Définir des objectifs

La question n’est pas propre à la littérature de jeunesse, mais elle se pose néanmoins de façon particulière dans ce champ, indissociable des « intentions éducatives qui ont présidé à son émergence et à son développement » (Christiane Connan-Pintado).

La première question qui se pose est celle de la nature des savoirs transmis. Il s’agit bien sûr, dès l’origine, de savoirs « disciplinaires » (les sciences, l’histoire, la géographie etc.) et de « savoir-être », mais également de savoirs touchant les grandes questions sociétales du présent, comme l’indique par exemple, dès 1832, l’éditorial du premier numéro du Journal des enfants.

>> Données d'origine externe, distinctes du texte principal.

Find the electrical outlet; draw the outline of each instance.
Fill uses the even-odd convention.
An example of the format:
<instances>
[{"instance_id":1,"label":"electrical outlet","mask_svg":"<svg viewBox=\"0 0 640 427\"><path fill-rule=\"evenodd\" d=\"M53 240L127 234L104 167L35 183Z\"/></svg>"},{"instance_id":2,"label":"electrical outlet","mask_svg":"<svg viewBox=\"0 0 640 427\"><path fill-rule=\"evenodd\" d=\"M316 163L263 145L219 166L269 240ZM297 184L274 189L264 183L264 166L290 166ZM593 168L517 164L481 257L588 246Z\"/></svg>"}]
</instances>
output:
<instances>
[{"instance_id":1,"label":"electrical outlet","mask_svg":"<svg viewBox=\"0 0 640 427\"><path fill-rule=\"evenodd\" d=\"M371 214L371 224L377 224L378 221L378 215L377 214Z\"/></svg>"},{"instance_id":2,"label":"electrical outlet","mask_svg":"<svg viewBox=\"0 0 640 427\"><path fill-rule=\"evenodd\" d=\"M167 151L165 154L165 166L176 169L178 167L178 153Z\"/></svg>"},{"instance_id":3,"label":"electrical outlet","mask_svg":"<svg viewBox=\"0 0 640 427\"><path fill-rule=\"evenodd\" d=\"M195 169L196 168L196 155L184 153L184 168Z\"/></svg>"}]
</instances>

La seconde interrogation porte sur l’insertion des savoirs dans la fiction. Christian Chelebourg et Francis Marcoin distinguent deux procédés : la « narrativisation de l’information » et la « narration informée ». Dans le premier cas, il s’agit de mettre un savoir en scène à la faveur d’une micro-fiction (par exemple, des personnages du récit cadre discutent de mythes grecs). L’objectif didactique est premier. Dans le second cas, plus efficace, c’est la narration elle-même qui implique la délivrance de savoirs, comme chez Jules Verne par exemple. Cependant, comme en littérature générale, à partir du moment où le savoir est mis sur le même plan que des énoncés fictionnels, son statut se modifie. De fait, chez Jules Verne, d’une part, les savoirs mis en intrigue ne sont pas toujours rigoureux ; d’autre part, par-delà la visée didactique, ils ont aussi des fonctions narratives et poétiques (les listes de noms rares d’animaux marins dans Vingt-mille lieues sous les mers par exemple). Dès lors, plutôt (ou du moins, autant) qu’elle ne transmet des savoirs la littérature (littérature de jeunesse comprise) configure des discours sur le savoir. Cette question vaut d’être posée aux corpus de littérature de jeunesse.